Resultaten interpretatie en conclusie van het vergelijkend DNA-onderzoek:
SIN en omschrijving: AAJS0760NL#01. Bloed
Beschrijving DNA-profiel: DNA-profiel van een man.
Celmateriaal kan afkomstig zijn van: [verdachte] (zie 'DNA-databank').
Matchkans: kleiner dan één op één miljard.
- op pagina 58, de verklaring van verbalisant [verbalisant] :
Ik heb op 7 november 2016 het verhoor van beide verdachten afgenomen. Bij het uitkijken van de camerabeelden met betrekking tot de bedrijfswagen inbraken in Tynaarlo herkende ik voor 100% op de bewegende beelden de verdachte [verdachte] en verdachte [verdachte] aan hun gezichtsgelaat en tevens het haardracht van verdachte [verdachte] . Ik verbalisant herkende op de bewegende beelden tevens de kleding van beide verdachten die 100 % overeenkomen met de kleding die de verdachten tijdens het verhoor droegen.

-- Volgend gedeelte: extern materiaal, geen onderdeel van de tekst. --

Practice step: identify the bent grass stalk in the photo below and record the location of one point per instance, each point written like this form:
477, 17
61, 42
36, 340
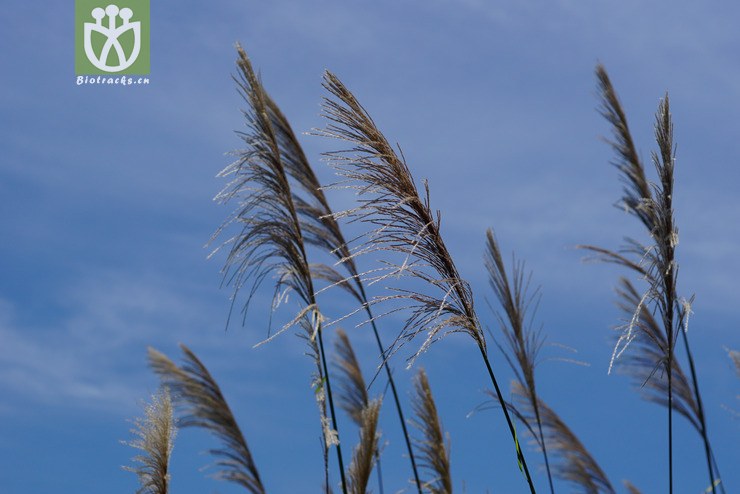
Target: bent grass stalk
404, 223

- op pagina 177ev, de verklaring van aangever [aangever] [feit 4] :
Ik ben werkzaam bij het bedrijf " [bedrijfsnaam 2] " [straat] te Assen. Het bedrijf is in het bezit van een bedrijfswagen ( [auto] ). Op 6 november 2016, omstreeks 17:00 uur is de bus geparkeerd op de oprit van het bedrijf. Op 7 november 2016, omstreeks 10:45 uur zag ik dat de bus niet beschadigd was. Er zijn vermoedelijk wel een aantal tassen van het merk Fila uit de bus weggenomen. In deze tassen zaten reserve onderdelen voor fietsen.
- op pagina 180, de verklaring van verbalisant [verbalisant] : [feit 4] :
Ik hoorde dat de aangever verklaarde dat er vermoedelijk een aantal tassen van Fila zijn
weggenomen uit de bus. De tassen die zijn aangetroffen in het voertuig van de verdachten, komen overeen met de tassen die de aangever beschrijft.

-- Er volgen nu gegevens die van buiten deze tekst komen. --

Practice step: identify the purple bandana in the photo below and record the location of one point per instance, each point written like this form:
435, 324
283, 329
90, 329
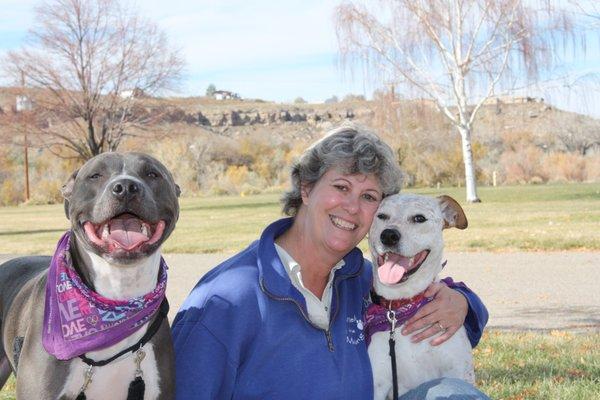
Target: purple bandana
78, 320
376, 317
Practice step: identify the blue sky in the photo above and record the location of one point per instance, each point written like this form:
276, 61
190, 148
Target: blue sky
269, 49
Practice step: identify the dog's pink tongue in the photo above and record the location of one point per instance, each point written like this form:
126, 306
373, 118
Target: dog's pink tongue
392, 270
127, 233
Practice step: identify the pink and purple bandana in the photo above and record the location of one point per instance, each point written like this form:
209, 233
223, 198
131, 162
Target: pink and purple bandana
78, 320
376, 316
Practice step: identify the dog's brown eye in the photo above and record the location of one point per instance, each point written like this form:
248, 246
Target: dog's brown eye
383, 217
419, 219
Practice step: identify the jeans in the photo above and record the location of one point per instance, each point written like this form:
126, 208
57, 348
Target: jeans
444, 389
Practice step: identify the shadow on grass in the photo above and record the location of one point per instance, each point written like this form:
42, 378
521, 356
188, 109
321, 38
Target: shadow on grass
31, 232
570, 318
240, 206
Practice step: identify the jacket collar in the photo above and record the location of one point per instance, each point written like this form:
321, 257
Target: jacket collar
272, 273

- op pagina 66ev, de verklaring van verbalisanten [verbalisant] en [verbalisant] [feit 4]:
De volgende spullen lagen in het voertuig, merk [merk] voorzien van kenteken [kenteken] .
Zes sporttassen, merk Fila met onder meer inhoudende fietsonderdelen.
- op pagina 193ev, de verklaring van aangever [aangever] verklaart [feit 5]:
Op 04 november 2016, omstreeks 17:00 uur, parkeerde mijn collega de bedrijfswagen van [bedrijfsnaam 2] te Assen op ons bedrijfsterrein aan de [straat] te Assen. De bedrijfswagen was afgesloten en onbeschadigd op de parkeerplaats achtergelaten. Op 07 november 2016, omstreeks 10:00 uur, liep ik naar de bedrijfswagen toe en zag dat er bij het rechtervoorportier een zijraampje kapot was. Ik zag dat de plek waar het TomTom navigatiesysteem bevestigd hoort te zitten nu leeg was.
- op pagina 65, de verklaring van verbalisant [verbalisant] [feit 5]:
Op 7 december 2016 heb ik een onderzoek ingesteld naar een TomTom navigatiesysteem dat is aangetroffen in het voertuig van de verdachten. Op het TomTom navigatiesysteem staat een aantal adressen onder het kopje favorieten. Deze adressen worden aangegeven als:
[straat] , Assen, Tuinland Groningen, Tuinland Zwolle. Als thuisadres staat het adres [adres] , [plaats] ingesteld. Een van de aangevers doet aangifte namens de [slachtoffer 5] . Uit deze aangifte blijkt dat er een TomTom navigatiesysteem is weggenomen. Ik heb telefonisch contact gehad met de aangever van de [slachtoffer 5] . Ik hoorde dat hij verklaarde dat de persoon die de TomTom navigatie heeft ingesteld woonde op de [straat] te [plaats] . De [slachtoffer 5] is gevestigd op de [straat] te Assen.